Cassian's Point of View
Cassian Roque Velarco arrived at his office two hours earlier than usual, but the sunrise felt like it came too late.
He didn't plan to beat the light; it simply happened. Sleep had been restless, fickle, like a stranger who kept knocking but never came in. And so he got up before the alarm, dressed in silence, and drove through streets that hadn't yet remembered they were alive.
The city was still yawning, lights flickering against the dull gray of dawn, buildings cloaked in half-shadow. He parked underground, rode the elevator alone, and let himself into his floor without turning on a single switch. The glass walls of his office caught the faintest wash of morning blue, and he let it linger. The kind of silence that hovered without asking permission.
He sat in the dark.
Not because he didn't know how to fill the room with light—but because he couldn't bring himself to.
There was something about silence that had started to unnerve him.

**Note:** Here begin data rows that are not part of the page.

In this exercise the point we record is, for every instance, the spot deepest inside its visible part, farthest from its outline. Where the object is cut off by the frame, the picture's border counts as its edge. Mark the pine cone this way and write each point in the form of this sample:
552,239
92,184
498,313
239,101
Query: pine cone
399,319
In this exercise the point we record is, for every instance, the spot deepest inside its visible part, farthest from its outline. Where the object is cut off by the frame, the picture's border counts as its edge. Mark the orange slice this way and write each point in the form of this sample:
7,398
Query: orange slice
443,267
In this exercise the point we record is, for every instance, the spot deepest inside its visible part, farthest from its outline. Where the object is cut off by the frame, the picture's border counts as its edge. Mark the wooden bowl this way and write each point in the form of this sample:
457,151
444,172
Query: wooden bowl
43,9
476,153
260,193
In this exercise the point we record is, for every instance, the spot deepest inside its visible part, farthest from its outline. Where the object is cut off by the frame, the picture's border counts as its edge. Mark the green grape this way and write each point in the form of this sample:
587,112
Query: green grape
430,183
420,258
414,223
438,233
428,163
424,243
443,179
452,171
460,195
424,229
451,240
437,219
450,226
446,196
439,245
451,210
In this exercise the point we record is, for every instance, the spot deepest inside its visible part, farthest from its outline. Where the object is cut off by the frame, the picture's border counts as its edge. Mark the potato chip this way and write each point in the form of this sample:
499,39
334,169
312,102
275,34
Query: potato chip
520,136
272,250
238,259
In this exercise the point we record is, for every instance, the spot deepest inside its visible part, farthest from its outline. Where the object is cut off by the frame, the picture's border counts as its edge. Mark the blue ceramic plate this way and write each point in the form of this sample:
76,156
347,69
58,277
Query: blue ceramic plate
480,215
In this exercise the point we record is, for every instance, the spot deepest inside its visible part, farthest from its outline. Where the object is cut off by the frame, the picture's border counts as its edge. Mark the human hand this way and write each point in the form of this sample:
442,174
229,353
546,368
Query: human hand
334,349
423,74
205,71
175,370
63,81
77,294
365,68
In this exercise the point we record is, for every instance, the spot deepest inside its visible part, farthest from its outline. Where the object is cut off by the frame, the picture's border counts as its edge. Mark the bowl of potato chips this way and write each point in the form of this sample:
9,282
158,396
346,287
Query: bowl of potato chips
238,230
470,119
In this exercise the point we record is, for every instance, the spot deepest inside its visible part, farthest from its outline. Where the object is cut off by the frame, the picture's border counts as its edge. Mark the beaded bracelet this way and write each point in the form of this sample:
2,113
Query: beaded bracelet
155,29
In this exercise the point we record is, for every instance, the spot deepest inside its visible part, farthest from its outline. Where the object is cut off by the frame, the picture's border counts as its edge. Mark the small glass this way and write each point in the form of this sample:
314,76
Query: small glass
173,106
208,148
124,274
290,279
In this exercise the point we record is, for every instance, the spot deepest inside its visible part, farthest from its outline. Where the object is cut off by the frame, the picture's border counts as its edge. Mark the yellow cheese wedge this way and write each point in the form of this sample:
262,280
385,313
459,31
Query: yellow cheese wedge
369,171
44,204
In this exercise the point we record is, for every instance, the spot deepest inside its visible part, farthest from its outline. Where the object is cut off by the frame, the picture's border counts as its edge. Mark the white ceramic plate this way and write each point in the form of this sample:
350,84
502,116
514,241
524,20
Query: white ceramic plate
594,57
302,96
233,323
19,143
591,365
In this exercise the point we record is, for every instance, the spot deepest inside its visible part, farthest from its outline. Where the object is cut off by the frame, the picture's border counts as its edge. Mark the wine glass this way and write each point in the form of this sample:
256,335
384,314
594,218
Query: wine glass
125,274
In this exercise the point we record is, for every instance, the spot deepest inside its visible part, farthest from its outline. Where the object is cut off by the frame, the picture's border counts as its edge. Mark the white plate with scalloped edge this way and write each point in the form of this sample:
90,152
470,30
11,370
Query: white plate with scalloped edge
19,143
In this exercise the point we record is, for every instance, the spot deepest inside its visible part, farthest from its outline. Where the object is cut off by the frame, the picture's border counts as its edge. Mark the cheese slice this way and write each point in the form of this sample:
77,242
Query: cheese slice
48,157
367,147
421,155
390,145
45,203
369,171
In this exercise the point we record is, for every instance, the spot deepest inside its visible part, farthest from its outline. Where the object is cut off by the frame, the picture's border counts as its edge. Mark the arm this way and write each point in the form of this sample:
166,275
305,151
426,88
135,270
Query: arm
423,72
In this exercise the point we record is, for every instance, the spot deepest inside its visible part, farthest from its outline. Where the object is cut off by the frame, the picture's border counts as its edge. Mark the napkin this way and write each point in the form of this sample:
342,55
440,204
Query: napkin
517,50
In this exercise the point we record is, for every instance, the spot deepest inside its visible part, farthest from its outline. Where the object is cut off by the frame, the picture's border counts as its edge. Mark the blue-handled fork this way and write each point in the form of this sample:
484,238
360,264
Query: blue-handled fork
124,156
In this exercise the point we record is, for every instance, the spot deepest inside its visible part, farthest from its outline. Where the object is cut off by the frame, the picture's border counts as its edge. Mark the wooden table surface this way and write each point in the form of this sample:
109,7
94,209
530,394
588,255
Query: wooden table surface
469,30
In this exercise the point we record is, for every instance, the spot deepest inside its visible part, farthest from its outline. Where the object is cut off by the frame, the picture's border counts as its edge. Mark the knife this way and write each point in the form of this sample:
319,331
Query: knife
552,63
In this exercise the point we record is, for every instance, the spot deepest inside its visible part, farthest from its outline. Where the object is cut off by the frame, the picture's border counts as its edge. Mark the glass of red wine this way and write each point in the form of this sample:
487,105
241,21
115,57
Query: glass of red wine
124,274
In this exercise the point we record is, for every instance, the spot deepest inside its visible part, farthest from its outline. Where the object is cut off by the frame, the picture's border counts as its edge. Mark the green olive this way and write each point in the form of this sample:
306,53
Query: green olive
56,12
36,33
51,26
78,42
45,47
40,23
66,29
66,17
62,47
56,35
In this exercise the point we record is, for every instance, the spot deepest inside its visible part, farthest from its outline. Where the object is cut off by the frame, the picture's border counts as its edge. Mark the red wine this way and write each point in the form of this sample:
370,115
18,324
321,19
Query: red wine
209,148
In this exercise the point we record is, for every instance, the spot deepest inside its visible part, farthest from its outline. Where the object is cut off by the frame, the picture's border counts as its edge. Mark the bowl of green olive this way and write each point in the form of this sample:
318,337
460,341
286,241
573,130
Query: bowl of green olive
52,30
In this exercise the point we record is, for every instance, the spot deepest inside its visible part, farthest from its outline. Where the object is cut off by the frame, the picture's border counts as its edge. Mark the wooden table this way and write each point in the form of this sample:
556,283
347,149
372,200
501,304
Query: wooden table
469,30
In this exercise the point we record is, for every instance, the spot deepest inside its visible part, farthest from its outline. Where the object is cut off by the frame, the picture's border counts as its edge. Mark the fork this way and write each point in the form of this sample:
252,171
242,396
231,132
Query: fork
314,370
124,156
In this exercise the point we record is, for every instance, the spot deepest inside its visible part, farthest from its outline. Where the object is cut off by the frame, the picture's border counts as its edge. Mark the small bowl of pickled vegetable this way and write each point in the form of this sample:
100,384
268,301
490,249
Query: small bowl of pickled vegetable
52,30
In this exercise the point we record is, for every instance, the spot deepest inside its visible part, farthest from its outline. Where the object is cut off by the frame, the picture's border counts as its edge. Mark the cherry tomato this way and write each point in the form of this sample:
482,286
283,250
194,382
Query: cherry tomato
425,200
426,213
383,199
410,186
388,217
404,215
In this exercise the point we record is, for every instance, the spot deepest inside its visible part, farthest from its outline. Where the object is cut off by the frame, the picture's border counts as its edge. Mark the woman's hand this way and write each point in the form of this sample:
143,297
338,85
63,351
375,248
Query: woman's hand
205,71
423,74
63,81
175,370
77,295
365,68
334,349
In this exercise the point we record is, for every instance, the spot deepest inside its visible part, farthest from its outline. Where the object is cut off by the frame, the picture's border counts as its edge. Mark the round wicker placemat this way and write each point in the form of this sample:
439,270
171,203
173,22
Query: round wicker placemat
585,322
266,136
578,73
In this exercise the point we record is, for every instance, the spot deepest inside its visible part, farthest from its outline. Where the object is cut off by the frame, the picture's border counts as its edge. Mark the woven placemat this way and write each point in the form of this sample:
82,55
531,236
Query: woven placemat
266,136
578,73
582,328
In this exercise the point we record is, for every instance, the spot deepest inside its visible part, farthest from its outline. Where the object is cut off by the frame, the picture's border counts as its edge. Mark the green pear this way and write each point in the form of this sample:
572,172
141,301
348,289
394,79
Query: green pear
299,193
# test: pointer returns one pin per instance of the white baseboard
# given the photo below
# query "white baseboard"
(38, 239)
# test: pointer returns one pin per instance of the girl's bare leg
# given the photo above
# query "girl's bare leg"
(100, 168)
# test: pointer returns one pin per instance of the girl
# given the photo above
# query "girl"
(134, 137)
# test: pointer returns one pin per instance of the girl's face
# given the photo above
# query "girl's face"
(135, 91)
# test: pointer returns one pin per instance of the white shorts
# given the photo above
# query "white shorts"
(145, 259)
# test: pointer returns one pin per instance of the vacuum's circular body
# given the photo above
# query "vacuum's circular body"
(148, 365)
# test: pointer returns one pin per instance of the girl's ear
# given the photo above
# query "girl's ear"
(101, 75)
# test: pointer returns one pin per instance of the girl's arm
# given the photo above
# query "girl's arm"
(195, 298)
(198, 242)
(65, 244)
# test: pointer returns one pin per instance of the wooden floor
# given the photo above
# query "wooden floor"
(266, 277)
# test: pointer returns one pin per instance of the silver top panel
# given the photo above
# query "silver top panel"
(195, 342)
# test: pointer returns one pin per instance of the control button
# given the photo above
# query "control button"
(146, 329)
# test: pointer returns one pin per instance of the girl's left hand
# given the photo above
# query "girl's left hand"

Not all silence. Just this kind. This weightless kind. The kind that wrapped itself around your thoughts and made them echo.
Cassian leaned back in his chair, arms resting on the armrests like he couldn't decide whether to hold onto control or let himself collapse.
He had spent years building his life like a machine that couldn't break. Oil-tight. Polished. Beautiful in its design. There was a time it thrilled him to walk into rooms and know he was the sharpest mind there. The most prepared. The most impossible to replace.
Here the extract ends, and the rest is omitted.